He saw me and grinned a foolish grin. "Hi, there," he said, with jaunty happiness. And even as he said it, he began a counting of his fingers, drooling as he counted.

And at the sight of him, at the sound of that remembered but long forgotten voice, my mind went thudding back to the afternoon before.

2

Ed Adler had come that afternoon to take out the phone and he had been embarrassed. "I'm sorry, Brad," he said. "I don't want to do this, but I guess I have to. I have an order from Tom Preston." Ed was a friend of mine. We had been good pals in high school and good friends ever since. Tom Preston had been in school with us, of course, but he'd been no friend of mine or of anybody else" s. He'd been a snotty kid and he had grown up into a snotty man.

That was the way it went, I thought. The heels always were the ones who seemed to get ahead. Tom Preston was the manager of the telephone office and Ed Adler worked for him as a phone installer and a troubleshooter, and I was a realtor and insurance agent who was going out of business. Not because I wanted to, but because I had to, because I was delinquent in my office phone bill and way behind in rent.

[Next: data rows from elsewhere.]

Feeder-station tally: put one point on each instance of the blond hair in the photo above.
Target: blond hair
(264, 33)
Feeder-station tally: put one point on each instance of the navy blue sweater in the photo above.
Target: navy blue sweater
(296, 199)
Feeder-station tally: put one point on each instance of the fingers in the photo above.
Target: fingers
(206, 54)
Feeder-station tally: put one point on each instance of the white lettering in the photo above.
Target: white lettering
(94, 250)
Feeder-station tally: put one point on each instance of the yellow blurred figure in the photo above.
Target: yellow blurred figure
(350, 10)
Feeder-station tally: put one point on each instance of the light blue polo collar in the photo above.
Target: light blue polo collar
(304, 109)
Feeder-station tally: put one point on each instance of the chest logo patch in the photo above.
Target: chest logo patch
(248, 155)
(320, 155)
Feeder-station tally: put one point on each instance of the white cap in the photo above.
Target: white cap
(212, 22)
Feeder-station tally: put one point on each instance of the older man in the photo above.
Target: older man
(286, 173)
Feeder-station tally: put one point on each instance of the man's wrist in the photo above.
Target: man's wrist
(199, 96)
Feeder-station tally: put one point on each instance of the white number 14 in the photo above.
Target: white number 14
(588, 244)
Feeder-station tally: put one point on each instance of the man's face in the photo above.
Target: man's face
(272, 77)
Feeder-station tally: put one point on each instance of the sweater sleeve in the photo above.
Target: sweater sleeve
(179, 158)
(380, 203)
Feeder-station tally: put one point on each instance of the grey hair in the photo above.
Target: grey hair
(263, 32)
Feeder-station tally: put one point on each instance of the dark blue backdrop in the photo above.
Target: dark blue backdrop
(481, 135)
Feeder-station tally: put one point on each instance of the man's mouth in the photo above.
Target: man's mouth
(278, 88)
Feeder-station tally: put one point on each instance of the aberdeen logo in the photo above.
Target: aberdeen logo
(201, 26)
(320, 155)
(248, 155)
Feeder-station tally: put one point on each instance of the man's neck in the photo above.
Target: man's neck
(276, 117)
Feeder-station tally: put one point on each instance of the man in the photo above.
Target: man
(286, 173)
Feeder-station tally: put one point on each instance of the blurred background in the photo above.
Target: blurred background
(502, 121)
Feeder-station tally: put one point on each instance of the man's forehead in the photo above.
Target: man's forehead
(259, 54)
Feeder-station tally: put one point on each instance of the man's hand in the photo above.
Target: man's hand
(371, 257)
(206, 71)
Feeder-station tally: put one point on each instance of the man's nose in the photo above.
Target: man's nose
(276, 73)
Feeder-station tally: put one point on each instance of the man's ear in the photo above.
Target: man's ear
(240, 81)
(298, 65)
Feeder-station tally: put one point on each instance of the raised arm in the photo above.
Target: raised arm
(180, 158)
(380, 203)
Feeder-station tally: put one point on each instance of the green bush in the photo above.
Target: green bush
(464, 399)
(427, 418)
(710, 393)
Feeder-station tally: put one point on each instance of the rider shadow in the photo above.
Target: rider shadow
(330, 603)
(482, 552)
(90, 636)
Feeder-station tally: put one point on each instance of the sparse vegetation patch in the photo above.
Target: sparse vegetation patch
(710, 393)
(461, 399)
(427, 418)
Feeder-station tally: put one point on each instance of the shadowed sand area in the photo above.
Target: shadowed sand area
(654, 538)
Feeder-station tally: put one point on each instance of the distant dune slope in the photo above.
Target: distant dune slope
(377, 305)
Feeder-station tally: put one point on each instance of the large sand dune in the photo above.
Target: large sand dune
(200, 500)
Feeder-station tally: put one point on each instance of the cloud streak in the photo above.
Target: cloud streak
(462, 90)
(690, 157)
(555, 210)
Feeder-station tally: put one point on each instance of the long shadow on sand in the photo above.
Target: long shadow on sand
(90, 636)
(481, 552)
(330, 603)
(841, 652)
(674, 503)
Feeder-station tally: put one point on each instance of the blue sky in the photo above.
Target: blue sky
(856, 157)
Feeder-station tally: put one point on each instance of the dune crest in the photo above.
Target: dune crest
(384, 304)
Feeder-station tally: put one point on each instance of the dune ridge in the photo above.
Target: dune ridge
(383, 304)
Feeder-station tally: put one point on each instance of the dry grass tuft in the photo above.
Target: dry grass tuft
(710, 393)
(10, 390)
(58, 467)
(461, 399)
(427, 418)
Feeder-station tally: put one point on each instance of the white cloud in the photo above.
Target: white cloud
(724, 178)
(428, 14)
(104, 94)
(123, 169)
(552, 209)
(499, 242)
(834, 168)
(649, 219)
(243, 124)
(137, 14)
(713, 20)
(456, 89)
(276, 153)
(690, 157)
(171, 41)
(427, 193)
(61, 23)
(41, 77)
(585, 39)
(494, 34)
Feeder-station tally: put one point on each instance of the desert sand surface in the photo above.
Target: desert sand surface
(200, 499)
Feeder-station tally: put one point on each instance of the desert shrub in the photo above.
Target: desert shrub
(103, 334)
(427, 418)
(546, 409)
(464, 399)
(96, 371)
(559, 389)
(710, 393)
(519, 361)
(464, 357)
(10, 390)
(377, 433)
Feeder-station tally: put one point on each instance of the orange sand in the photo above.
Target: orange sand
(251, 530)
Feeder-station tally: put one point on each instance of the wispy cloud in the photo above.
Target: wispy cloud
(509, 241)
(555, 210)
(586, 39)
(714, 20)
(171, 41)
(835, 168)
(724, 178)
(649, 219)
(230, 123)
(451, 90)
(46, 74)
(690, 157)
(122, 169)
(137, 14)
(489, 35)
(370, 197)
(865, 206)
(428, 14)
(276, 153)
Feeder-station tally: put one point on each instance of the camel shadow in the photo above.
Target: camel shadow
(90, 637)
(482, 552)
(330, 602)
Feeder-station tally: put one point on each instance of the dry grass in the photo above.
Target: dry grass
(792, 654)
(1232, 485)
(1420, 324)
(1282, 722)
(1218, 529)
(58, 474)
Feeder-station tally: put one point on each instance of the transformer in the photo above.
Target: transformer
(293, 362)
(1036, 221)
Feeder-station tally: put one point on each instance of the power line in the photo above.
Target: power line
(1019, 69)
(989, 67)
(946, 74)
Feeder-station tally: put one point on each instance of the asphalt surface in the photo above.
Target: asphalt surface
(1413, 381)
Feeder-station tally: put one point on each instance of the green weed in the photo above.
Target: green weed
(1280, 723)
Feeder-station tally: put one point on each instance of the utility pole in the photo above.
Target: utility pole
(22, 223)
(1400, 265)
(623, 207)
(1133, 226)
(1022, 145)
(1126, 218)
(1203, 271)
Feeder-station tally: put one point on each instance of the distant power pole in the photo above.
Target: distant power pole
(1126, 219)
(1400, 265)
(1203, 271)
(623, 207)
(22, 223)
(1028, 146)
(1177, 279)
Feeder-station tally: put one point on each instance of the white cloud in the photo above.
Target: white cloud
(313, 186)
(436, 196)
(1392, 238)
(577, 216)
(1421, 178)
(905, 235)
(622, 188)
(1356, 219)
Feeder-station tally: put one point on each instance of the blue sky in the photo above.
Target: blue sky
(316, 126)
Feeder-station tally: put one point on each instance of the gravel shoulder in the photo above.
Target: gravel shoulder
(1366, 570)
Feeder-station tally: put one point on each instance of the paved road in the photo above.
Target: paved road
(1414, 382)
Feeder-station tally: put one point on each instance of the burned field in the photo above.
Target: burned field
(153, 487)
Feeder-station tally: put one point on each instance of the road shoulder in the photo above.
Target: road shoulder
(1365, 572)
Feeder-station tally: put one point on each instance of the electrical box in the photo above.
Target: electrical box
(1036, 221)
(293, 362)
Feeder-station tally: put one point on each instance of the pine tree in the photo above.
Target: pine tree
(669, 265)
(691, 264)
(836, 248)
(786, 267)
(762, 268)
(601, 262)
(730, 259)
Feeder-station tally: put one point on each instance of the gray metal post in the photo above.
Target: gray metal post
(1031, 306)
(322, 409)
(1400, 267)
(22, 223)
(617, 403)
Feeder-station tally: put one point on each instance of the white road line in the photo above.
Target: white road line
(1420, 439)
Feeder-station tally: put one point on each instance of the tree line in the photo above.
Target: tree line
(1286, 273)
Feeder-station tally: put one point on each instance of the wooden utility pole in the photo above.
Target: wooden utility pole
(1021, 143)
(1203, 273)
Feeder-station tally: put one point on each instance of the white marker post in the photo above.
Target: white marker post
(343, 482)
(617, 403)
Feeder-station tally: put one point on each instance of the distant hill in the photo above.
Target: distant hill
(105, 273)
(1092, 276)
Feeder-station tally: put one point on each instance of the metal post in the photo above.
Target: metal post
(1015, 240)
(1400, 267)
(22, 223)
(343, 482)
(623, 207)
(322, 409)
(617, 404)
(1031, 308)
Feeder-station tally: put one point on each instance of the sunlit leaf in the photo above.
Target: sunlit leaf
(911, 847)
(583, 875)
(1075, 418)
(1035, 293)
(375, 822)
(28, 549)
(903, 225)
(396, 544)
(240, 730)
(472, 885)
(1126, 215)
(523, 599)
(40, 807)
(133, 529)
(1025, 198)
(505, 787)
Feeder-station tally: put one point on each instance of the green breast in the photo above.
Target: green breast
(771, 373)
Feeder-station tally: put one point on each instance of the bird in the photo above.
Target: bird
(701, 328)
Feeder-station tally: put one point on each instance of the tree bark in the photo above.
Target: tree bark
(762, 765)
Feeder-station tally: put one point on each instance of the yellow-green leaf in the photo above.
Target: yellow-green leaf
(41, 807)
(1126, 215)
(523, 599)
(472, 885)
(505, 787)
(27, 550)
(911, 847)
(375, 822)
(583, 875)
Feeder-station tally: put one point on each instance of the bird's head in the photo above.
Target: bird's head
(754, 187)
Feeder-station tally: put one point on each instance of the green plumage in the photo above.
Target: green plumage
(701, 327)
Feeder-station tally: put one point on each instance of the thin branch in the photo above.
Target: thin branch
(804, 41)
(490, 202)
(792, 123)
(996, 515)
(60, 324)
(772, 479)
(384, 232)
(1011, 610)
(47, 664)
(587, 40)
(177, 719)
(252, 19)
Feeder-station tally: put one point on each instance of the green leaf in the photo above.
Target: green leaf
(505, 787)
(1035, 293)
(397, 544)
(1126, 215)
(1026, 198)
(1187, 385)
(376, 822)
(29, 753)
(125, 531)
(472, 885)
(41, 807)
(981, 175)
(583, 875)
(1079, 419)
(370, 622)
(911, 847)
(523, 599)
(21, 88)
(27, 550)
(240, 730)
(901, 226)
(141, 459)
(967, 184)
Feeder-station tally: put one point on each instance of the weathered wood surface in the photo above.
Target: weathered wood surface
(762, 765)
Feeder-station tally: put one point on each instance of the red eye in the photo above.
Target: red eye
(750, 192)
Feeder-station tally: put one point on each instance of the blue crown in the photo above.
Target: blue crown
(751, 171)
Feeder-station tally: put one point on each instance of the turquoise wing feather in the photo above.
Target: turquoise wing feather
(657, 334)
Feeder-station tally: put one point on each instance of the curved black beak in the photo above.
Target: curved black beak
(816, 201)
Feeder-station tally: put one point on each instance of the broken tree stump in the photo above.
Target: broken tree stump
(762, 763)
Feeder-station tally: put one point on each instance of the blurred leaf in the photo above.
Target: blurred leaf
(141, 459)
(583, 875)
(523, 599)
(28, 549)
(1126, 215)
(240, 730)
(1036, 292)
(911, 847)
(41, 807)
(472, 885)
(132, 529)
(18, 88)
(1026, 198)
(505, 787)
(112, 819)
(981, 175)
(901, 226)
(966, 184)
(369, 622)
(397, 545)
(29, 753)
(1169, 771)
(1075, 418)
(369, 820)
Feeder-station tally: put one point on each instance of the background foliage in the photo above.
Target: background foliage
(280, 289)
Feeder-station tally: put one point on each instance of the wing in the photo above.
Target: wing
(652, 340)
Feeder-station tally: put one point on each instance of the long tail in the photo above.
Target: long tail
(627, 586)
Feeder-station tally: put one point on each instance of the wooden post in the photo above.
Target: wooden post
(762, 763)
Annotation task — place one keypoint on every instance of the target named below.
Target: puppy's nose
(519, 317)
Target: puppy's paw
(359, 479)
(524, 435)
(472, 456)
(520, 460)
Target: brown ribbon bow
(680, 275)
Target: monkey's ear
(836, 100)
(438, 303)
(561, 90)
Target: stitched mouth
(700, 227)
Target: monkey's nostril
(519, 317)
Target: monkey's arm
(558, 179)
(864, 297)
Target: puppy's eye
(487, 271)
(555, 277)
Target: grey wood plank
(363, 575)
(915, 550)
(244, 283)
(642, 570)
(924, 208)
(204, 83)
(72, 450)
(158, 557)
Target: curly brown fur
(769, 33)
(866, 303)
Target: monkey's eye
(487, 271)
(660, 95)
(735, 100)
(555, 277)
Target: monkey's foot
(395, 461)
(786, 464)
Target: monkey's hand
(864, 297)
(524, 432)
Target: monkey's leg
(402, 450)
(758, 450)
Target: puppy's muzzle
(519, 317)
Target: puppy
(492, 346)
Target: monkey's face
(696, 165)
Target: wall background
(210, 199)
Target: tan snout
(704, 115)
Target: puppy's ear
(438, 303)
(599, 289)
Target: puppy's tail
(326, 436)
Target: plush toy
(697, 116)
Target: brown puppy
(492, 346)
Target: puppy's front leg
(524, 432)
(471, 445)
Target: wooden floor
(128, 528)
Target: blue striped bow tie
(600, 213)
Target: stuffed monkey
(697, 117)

Tom Preston was successful and I was a business failure and Ed Adler was earning a living for his family, but not getting anywhere. And the rest of them, I wondered. The rest of the high school gang — how were they getting on? And I couldn't answer, for I didn't know. They all had drifted off. There wasn't much in a little town like Millville to keep a man around.

I probably wouldn't have stayed myself if it hadn't been for Mother. I'd come home from school after Dad had died and had helped out with the greenhouse until Mother had joined Dad. And by that time I had been so long in Millville that it was hard to leave.

"Ed," I had asked, "do you ever hear from any of the fellows?